Escândalos de corrupção, investigações de crimes hediondos e julgamentos envolvendo grandes corporações costumam ganhar as páginas de importantes jornais dos Estados Unidos, em longos artigos detalhando como o problema foi resolvido. Casos como “O jornalista e o assassino”, de Janet Malcolm, publicado na The New Yorker ou “Ela disse”, de Jodi Kantor e Megan Twohey, feita para o The New York Times, ganharam notoriedade após as publicações, narrando tramas que pareciam ter saído de grandes produções de Hollywood. Talvez seja por esta razão que algumas dessas histórias acabem sendo adaptadas para as telonas. Porém, se em algumas situações, a narrativa justifica a adaptação, este não pareceu ser o caso de “O Preço da Verdade”.
Baseado no artigo “The Lawyer Who Became DuPont’s Worst Nightmare”, da New York Times Magazine, a obra acompanha o advogado Robert Bilott (Mark Ruffalo), que ganhou prestígio defendendo grandes empresas de produtos químicos. No entanto, ele começa a rever certos princípios quando dois fazendeiros apresentam vídeos que podem ligar a DuPont, gigante do setor químico, à intoxicação de animais e de pessoas.
Buscando beber da fonte das “histórias-denúncias” que foram levadas aos cinemas nas décadas de 1970 e 1980, Todd Haynes (“Sem Fôlego”) é preciso em criar uma atmosfera de tensão, mesmo em meio ao dia-a-dia de um advogado. O protagonista é amigo de Phil Donnelly (Victor Garber), o homem que está enfrentando nos tribunais, logo não há qualquer motivo aparente para que pudesse surgir alguma tensão desse conflito. Sem ter como se apegar ao texto, Haynes se dedica a construir uma ambientação que se comunique mais expressivamente com o público. Fotografia, trilha sonora e montagem trabalham juntas para que a ausência de alguns elementos textuais do roteiro não possa ser sentida. O resultado, embora eficiente, não é completamente efetivo.
A atuação de Mark Ruffalo também contribui, apesar de haver pouca substância para o ator se apegar, para a conexão da tensão ao conflito principal. Este parte, então, para os coadjuvantes, como seu chefe, Tom Terp (Tim Robbins) e o fazendeiro Wilbur Tennant (Bill Camp), de onde surgem alguns dos momentos mais memoráveis do filme e os principais pontos de virada.
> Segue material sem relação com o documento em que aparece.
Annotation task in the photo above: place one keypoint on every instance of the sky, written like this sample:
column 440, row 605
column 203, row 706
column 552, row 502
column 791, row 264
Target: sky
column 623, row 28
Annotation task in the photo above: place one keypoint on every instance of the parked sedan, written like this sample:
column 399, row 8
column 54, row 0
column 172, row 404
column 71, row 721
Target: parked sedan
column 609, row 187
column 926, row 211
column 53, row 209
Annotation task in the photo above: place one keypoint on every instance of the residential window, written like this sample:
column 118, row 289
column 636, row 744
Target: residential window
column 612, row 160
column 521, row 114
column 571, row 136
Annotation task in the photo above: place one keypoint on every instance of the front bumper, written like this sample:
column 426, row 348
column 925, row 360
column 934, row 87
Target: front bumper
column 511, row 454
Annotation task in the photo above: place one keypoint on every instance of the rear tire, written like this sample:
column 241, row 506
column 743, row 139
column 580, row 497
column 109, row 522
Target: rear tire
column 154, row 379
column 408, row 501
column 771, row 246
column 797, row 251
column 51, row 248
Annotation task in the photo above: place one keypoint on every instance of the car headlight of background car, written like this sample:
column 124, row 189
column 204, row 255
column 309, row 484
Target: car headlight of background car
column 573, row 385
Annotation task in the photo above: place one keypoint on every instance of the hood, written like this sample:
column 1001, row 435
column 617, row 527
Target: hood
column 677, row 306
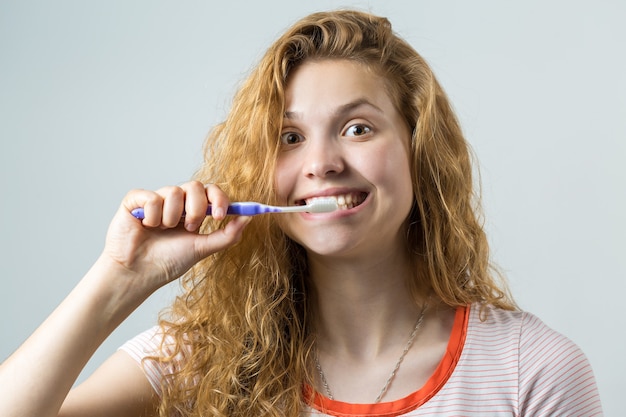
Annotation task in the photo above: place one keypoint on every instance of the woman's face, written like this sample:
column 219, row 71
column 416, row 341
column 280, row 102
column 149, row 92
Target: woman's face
column 343, row 137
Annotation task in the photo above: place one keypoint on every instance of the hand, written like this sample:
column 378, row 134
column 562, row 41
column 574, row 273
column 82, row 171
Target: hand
column 165, row 244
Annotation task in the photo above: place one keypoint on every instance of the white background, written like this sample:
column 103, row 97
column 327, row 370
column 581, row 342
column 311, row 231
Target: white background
column 97, row 98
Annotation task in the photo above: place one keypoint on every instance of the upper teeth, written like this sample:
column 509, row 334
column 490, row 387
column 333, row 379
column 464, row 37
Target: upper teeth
column 344, row 201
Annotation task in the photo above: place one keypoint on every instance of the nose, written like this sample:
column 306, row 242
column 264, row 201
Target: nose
column 323, row 158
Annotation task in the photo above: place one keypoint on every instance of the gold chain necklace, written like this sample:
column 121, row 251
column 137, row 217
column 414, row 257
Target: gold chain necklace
column 383, row 391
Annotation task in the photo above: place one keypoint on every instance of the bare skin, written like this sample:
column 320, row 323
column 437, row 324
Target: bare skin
column 342, row 135
column 137, row 259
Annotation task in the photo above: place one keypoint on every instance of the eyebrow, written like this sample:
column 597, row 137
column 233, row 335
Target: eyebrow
column 341, row 110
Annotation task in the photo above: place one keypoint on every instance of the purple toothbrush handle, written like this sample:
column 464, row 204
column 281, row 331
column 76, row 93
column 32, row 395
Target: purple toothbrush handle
column 242, row 209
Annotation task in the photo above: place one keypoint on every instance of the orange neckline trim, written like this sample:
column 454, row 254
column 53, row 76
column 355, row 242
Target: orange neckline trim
column 411, row 402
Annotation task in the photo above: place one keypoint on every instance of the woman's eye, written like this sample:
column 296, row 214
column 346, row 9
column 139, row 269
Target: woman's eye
column 290, row 138
column 358, row 130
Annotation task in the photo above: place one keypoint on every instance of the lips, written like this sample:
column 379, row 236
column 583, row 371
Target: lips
column 344, row 201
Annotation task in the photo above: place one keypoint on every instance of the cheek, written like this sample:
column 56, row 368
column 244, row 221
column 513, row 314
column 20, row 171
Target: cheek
column 284, row 177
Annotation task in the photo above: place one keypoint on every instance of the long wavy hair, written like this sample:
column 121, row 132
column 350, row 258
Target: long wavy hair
column 240, row 340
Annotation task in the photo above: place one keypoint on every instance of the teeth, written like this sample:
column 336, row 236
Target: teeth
column 344, row 201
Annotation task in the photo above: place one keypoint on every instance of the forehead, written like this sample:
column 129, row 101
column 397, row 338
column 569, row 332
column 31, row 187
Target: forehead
column 335, row 82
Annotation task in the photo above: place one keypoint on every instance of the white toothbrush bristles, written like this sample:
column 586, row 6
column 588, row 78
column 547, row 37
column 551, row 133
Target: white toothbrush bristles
column 322, row 205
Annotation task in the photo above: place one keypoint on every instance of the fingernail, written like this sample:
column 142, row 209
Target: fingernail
column 218, row 213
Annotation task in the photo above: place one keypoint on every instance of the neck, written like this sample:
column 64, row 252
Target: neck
column 356, row 302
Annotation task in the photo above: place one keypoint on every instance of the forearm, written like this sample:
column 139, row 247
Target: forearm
column 37, row 377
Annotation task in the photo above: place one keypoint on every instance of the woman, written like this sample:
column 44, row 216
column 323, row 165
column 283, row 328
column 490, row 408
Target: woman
column 386, row 306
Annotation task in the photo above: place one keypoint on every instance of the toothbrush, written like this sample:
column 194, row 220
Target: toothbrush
column 249, row 208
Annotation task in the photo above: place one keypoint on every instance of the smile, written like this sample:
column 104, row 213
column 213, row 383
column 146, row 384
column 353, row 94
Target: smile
column 344, row 201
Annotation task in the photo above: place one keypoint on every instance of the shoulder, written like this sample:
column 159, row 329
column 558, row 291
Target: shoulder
column 151, row 349
column 554, row 375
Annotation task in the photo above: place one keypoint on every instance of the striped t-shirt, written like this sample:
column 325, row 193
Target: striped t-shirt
column 509, row 364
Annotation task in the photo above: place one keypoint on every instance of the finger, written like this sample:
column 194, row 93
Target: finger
column 173, row 205
column 151, row 202
column 222, row 238
column 196, row 203
column 218, row 199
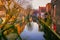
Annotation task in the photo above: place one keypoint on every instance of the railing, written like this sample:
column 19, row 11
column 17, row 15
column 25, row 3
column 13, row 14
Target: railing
column 49, row 34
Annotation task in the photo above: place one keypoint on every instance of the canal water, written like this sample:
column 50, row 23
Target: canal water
column 32, row 35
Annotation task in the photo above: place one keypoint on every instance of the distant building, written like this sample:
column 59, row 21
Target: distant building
column 42, row 10
column 48, row 8
column 56, row 12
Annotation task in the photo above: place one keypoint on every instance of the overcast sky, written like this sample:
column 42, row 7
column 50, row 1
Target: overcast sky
column 37, row 3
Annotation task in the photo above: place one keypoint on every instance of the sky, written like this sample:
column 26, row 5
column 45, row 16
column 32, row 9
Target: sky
column 37, row 3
Tudo isso se soma para criar o cenário perfeito para um thriller com influências de outras narrativas “mundanas” — “Todos os Homens do Presidente” segue como um dos melhores exemplos nesse sentido —, mas que se perde com o texto fraco e mal desenvolvido.
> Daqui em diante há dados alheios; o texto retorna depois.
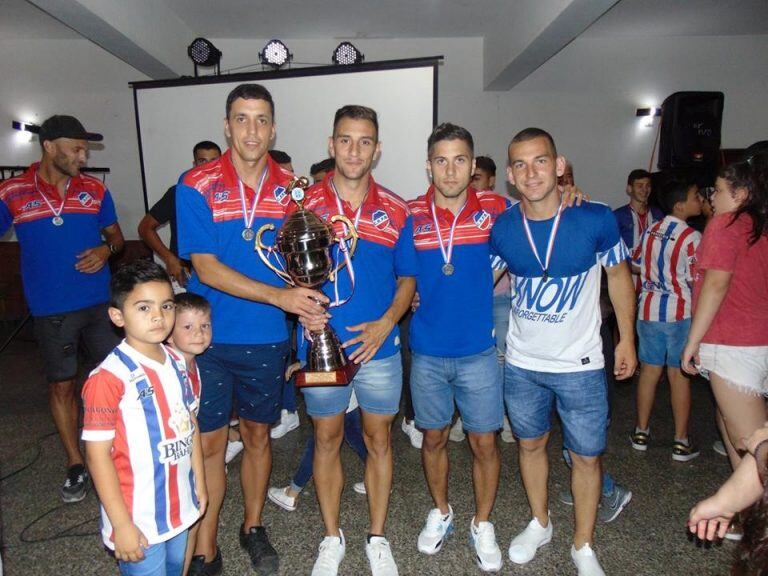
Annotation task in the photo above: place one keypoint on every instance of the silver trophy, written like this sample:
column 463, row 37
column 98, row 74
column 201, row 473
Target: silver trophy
column 304, row 242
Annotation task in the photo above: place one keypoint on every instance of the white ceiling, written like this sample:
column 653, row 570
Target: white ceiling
column 410, row 18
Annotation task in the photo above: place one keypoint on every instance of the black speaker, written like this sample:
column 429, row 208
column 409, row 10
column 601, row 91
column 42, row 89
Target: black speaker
column 690, row 130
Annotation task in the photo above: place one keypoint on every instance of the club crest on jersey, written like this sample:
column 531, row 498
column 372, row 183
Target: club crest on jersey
column 482, row 219
column 85, row 199
column 380, row 219
column 281, row 195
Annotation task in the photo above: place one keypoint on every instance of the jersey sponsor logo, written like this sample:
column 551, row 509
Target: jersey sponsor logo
column 380, row 219
column 31, row 205
column 85, row 199
column 281, row 195
column 548, row 301
column 482, row 219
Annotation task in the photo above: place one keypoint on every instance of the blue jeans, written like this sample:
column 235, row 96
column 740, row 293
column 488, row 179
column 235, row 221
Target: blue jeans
column 581, row 399
column 162, row 559
column 474, row 382
column 353, row 434
column 377, row 386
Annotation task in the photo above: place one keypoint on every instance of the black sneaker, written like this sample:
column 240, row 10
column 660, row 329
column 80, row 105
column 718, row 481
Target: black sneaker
column 76, row 485
column 264, row 559
column 199, row 567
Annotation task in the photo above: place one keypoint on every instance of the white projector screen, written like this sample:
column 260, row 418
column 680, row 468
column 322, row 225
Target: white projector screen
column 172, row 116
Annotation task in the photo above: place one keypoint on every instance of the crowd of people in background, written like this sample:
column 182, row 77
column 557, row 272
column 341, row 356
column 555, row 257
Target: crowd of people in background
column 488, row 312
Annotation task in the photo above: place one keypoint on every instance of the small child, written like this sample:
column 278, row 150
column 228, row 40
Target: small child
column 190, row 337
column 140, row 431
column 663, row 259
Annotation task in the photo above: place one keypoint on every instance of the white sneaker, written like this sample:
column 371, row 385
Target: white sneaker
column 280, row 497
column 586, row 561
column 416, row 436
column 380, row 557
column 435, row 532
column 457, row 431
column 506, row 432
column 487, row 552
column 523, row 547
column 234, row 447
column 330, row 555
column 288, row 421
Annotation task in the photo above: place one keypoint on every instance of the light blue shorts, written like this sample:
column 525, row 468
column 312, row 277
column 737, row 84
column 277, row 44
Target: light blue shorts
column 377, row 386
column 473, row 382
Não significa dizer que não haja ritmo para a trama, mas sim que ele é inconstante, principalmente, pelo roteiro não saber para qual caminho seguir em determinados momentos. E há um motivo para que isso aconteça: a justiça não depende de ritmo. Ela é demorada e, na sua maioria, monótona. Ver Bilott procurando conexões entre os animais da fazenda morrendo e o papel da DuPont nesses fatos se mostra uma escolha fraca para fazer a produção avançar. Somados a isso, há problemas nos personagens que vão desde o precário desenvolvimento (Anne Hathaway no papel de Sarah, esposa de Robert, é o maior desperdício), até as motivações mal construídas de outros, como a que impulsiona o protagonista a aceitar o processo.
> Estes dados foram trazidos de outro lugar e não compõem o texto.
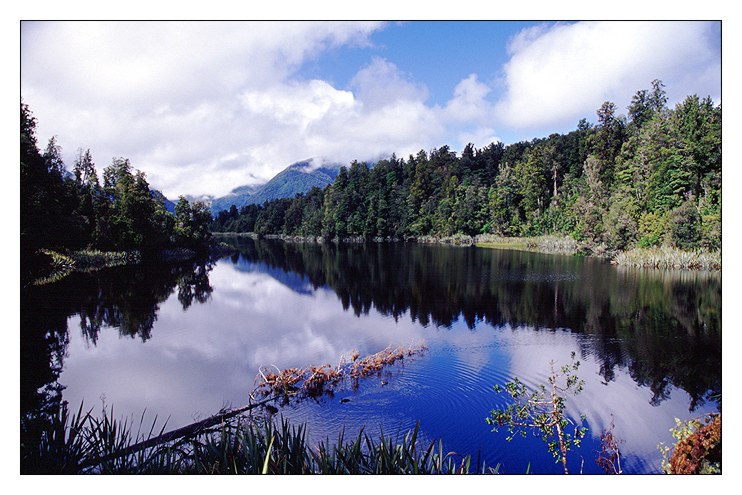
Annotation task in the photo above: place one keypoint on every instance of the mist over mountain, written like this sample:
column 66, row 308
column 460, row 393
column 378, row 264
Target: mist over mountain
column 297, row 178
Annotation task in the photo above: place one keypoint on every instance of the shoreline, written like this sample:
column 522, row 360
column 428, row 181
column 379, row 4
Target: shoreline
column 661, row 258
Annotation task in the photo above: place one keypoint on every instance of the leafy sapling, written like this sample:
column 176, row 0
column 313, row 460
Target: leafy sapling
column 542, row 411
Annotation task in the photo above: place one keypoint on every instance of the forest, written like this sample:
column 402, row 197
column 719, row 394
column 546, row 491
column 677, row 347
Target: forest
column 66, row 210
column 649, row 178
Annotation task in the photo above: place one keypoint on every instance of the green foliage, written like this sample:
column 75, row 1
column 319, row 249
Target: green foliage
column 697, row 449
column 61, row 210
column 543, row 410
column 84, row 443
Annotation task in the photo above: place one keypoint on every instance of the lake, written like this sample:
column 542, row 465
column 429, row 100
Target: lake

Tudo isso em um filme que, quando parece estar se aproximando de um possível desfecho, ganha um desnecessário quarto ato e evidencia o problema estrutural da sua trama. Ainda que pequenos subplots tentem dar força ao texto, mostrando as consequências dos produtos químicos da empresa na vida de outras pessoas ou o julgamento dos moradores de uma cidade do interior para aqueles que ousam desafiar a fábrica que oferece vagas de emprego, faltam elementos que tornem o enredo mais interessante. Contudo, cabe ressaltar que a opção, ao menos, é consciente, uma vez que Haynes não se desapega do caso principal, demostrando acreditar com muita devoção no poder daquilo que conta.
Seria incorreto afirmar que “O Preço da Verdade” é um filme ruim. Apesar de todos os problemas narrativos que se destacam, a qualidade técnica da produção não nega que este é um projeto de um grande diretor. Infelizmente, tudo isso se torna secundário quando a trama se perde e tem dificuldades para estabelecer um ritmo (mesmo que lento) para apresentar os eventos. A montagem favorece muito esses problemas ao propor progressões constantes no tempo, mas o resultado ainda se mostra muito aquém dos nomes envolvidos no filme. O “Caso Tennant”, como é chamado, é digno de toda a atenção recebida aqui, devido a sua importância, entretanto no final, soa como se funcionasse melhor como um bom artigo de jornal apenas.